Lessig: I certainly think they’re wrong, to the extent that a different system would produce radically different results.
We got Citizens United and then the entrenchment of super PACs because of something the DC circuit court did in a case called SpeechNow. After that happened, there was an explosion of money into the system that wasn’t there before. Now, if money always finds its way in, regardless of the rules, we wouldn’t have seen that. That money would’ve already been there. The rules changed and the amount of money and the size of the influence of large contributors went up dramatically. So the rules matter dramatically.
We’ve got to begin to recognize this will take a moonshot, and we need to start strategizing around the idea of building a movement that people look at and say, “Yeah, this could really work.”

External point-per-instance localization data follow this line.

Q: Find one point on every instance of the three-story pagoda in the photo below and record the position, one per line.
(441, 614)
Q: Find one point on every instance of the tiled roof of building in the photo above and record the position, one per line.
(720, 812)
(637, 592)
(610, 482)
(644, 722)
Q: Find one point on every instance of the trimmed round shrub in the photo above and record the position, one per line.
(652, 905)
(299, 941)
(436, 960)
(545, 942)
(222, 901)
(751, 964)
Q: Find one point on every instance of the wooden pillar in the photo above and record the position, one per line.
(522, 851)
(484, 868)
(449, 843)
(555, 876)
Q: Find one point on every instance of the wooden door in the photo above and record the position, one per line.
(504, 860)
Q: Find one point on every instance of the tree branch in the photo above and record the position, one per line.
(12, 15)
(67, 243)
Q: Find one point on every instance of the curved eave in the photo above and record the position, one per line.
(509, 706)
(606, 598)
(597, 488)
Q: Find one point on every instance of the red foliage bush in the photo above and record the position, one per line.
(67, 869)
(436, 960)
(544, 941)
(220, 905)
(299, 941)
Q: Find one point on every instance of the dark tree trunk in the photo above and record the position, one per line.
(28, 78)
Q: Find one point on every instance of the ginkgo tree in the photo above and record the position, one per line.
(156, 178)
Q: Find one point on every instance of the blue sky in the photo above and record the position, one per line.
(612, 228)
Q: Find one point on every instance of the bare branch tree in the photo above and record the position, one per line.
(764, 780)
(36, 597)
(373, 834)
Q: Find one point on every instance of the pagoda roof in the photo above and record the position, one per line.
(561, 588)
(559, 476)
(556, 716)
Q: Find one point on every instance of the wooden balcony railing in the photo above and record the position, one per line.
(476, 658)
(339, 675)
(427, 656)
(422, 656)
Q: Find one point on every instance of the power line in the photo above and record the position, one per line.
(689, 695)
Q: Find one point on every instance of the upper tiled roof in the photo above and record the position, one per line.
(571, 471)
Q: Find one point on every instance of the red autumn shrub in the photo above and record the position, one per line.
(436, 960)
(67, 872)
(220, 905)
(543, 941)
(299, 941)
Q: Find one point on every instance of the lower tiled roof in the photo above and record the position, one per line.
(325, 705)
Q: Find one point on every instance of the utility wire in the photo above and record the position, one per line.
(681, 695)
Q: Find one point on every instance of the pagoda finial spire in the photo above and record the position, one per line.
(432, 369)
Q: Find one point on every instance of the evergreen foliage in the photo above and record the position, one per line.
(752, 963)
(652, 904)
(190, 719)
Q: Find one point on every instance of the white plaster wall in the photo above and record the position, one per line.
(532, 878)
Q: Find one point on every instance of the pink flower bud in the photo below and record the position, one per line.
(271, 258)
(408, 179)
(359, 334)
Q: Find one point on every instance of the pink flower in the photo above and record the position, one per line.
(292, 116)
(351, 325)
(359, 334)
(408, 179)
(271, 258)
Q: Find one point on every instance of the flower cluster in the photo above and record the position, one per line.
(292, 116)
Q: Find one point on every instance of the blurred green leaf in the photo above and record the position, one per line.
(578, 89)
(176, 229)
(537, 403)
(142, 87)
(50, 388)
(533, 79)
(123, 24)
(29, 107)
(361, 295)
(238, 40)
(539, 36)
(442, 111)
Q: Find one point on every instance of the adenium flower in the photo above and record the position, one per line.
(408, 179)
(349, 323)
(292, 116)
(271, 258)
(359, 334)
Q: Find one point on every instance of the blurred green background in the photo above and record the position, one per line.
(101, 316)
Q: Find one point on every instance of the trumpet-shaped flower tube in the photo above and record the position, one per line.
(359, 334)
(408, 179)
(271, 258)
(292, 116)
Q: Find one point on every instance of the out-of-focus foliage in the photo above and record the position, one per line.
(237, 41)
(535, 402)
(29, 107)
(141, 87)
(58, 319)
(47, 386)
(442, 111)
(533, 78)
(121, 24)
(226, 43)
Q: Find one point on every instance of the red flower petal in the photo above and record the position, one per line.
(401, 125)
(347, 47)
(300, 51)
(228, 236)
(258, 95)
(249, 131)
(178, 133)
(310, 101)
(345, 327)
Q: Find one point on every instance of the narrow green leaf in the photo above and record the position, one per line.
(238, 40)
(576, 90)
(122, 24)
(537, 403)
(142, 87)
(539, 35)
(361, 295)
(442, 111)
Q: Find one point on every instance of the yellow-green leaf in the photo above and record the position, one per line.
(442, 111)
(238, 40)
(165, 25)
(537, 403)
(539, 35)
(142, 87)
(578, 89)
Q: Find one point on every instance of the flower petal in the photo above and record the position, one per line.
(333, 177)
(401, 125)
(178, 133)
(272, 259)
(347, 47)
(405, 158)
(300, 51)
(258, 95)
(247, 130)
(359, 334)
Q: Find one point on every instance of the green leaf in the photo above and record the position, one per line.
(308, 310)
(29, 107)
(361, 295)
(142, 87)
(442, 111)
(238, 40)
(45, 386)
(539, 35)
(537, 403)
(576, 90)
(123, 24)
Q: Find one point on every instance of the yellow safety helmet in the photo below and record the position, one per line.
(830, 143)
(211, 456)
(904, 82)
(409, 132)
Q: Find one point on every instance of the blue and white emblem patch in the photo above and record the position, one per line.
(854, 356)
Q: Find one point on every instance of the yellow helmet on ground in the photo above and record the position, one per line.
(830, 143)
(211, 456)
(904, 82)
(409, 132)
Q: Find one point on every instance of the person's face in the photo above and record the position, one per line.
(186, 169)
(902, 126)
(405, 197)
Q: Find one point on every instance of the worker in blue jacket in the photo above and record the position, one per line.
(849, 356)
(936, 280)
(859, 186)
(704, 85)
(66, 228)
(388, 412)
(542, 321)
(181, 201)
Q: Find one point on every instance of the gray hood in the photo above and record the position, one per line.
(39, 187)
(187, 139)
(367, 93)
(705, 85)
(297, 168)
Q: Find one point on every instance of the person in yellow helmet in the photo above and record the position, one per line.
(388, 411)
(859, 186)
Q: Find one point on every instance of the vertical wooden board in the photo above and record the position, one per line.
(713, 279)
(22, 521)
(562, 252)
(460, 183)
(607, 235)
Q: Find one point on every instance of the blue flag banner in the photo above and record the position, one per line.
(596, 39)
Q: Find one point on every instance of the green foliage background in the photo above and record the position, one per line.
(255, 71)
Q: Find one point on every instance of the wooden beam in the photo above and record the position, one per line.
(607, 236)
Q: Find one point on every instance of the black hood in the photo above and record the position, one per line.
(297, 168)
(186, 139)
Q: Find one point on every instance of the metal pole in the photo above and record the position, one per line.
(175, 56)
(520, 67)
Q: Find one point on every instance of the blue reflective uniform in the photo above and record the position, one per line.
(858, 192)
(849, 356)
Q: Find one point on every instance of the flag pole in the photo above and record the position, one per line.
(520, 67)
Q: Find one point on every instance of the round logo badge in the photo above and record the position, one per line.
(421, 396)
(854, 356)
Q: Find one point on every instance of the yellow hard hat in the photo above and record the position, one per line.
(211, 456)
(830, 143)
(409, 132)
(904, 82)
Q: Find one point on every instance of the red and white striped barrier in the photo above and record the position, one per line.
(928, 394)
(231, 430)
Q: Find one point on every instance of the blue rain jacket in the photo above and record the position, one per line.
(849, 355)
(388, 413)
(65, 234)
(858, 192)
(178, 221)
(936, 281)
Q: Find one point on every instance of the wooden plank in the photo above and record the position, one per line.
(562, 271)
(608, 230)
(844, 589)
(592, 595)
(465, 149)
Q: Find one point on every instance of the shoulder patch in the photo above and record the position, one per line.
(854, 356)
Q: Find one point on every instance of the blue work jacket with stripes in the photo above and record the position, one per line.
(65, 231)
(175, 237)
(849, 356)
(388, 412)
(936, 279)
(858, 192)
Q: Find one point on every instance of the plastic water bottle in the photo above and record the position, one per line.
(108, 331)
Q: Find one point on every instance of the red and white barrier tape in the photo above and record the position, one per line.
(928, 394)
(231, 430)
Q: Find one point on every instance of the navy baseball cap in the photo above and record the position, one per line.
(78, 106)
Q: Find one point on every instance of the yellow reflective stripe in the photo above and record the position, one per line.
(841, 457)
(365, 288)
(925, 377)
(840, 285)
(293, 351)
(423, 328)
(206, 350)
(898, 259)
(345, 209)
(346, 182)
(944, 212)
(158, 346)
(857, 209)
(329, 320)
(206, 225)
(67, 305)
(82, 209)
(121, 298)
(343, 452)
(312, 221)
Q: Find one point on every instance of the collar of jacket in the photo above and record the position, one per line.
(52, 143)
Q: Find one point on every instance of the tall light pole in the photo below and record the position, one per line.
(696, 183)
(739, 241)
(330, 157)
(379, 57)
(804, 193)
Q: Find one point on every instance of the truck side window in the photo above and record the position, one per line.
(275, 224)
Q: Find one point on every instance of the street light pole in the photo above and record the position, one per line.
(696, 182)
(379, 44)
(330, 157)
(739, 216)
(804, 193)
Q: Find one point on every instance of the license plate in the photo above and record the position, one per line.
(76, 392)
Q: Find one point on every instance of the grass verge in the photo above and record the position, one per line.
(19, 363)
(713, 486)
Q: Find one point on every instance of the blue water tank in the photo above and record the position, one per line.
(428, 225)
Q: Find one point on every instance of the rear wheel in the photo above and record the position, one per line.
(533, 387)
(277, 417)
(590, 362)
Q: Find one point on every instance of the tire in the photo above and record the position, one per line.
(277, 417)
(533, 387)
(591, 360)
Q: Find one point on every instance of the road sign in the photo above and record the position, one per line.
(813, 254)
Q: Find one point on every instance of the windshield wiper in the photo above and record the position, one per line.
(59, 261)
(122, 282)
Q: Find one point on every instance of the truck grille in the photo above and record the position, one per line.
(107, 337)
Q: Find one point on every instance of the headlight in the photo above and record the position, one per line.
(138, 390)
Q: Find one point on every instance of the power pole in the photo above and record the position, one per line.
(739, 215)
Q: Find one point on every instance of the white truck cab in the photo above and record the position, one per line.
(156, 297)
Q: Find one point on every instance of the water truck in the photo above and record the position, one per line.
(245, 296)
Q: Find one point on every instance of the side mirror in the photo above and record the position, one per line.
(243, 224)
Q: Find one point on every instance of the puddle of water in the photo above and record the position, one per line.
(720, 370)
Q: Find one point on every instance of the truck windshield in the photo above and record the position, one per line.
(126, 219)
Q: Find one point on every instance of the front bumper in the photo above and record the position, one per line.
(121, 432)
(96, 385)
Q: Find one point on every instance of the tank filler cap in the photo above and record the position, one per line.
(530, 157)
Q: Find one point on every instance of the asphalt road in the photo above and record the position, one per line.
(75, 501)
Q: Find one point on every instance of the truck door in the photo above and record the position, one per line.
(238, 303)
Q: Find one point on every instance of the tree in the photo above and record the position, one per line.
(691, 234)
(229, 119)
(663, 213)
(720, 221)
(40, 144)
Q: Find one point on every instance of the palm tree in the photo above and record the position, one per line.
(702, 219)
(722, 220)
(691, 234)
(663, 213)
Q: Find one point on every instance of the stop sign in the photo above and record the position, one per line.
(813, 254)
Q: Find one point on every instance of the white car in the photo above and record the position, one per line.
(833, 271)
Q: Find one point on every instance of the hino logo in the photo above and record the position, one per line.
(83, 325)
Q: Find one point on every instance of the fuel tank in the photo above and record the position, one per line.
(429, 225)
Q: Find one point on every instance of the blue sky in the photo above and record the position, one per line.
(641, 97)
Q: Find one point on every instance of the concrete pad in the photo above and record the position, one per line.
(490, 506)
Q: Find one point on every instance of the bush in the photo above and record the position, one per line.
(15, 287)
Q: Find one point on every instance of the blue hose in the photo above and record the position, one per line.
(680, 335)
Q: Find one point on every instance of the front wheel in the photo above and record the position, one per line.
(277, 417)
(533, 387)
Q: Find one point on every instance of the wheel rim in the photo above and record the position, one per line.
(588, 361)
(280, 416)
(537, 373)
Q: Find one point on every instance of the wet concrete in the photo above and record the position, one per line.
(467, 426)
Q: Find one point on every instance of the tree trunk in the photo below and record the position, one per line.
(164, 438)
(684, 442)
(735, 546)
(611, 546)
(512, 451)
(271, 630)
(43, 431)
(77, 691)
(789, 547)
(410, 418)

But I think we need to recognize that Americans are realistic, and they’re not going to rally around a change they don’t believe has any hope of being achieved. So you could either say, “Let’s give up,” or you can say, “What is the kind of change — the kind of strategy — that could actually have an effect?” And how do you convince America of that strategy? That’s ultimately the challenge here.
We’ve got to begin to recognize this will take a moonshot, and we need to start strategizing around the idea of building a movement that people look at and say, “Yeah, this could really work.”